Size gerçekten kulak veren birisini biliyor musunuz?
Ona bölünmeyen dikkatinizi armağan edin.
Bir dost, bizi gerçekten anlayan, sorunlarımızı gözden geçirirken bize kulak verme sıkıntısına katlanan bir kişi, dünyaya bakışımızı bütünüyle değiştirebilir.
Kısmi dikkat mi, sabırlı Iihtimam mı?
Öfke çoğu zaman ilgi için atılan bir çığlıktır.
Özensiz dinleme çatışmalara neden olur.
Türkiye'de sohbet, soluk almak için duraklayanın anında dinleyici haline geldiği rekabetçi bir alıştırmadır.
İlginizi harekete geçirin.
Hissediyormuş gibi yapmak, rol yapıyormuş gibi hissetmekten daha kolaydır.
Dinlemeyi öğrenin, öğrenmek için dinleyin
Dinlemiyorsanız öğrenemezsiniz.
Hükmetmek mi, eşit konum mu?
Kendinizi yükseltmek istiyorsanız, başka birisini yükseltin.
Uygulama:
Arkadaşınız kendi terfisini kutlamak üzere sizi öğle yemeğine davet ediyor. Yemekte size heyecanla üstleneceği yeni sorumlulukları anlatıyor. Onun adına çok sevinmekle birlikte zihniniz daha çok öğleden sonraki performans değerlendirmesi görüşmesiyle meşguldür. Ne yaparsınız?
Söyleyebilecekleriniz;
Performans değerlendirmesi görüşmenizi düşünmeye devam edersiniz.
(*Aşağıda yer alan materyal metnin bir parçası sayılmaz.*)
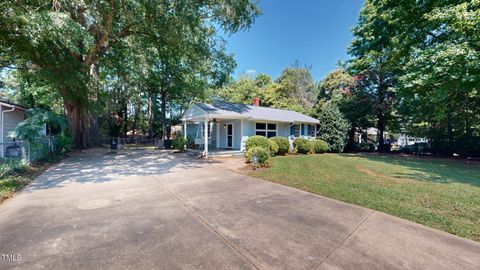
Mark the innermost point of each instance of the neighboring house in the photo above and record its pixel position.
(404, 140)
(10, 115)
(224, 125)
"Bakalım patron proje raporunu nasıl bulacak? Ya beklediğim primi alamazsam”
Giderek huzursuzlaşırsınız, içiniz kurtlanmaya başlar.
"Keşke bu yemeğe gelmeyi kabul etmeseydim."
Gözünüz çevrede dolaşır, içeri giren iş arkadaşlarınızı görürsünüz.
"Acaba değerlendirmeleri nasıl geçti? Çok mutlu görünmüyorlar."
Söylemeniz Gerekenler;
Arkadaşınızın sizin açınızdan önemli olduğunu ve bütün dikkatinizi hak ettiğini düşünürsünüz.
"Değerlendirme toplantısını ofise döndükten sonra düşünürüm. Şu yarım saatte bütün dikkatimi Murat'a vermeliyim."
Dikkatinizi yoğunlaştınrsınız. "Dik oturup, masaya doğru eğilip kaşlarımı kaldırarak kendisini dinlediğimi belli etmeliyim."
Bakışlarınızı Murat'ın yüzünden ayırmadığınız için aklınız da başka yerde olmaz.
"Murat'ın terfi etmesi bana da kıvanç veriyor. Bunu hak etmişti."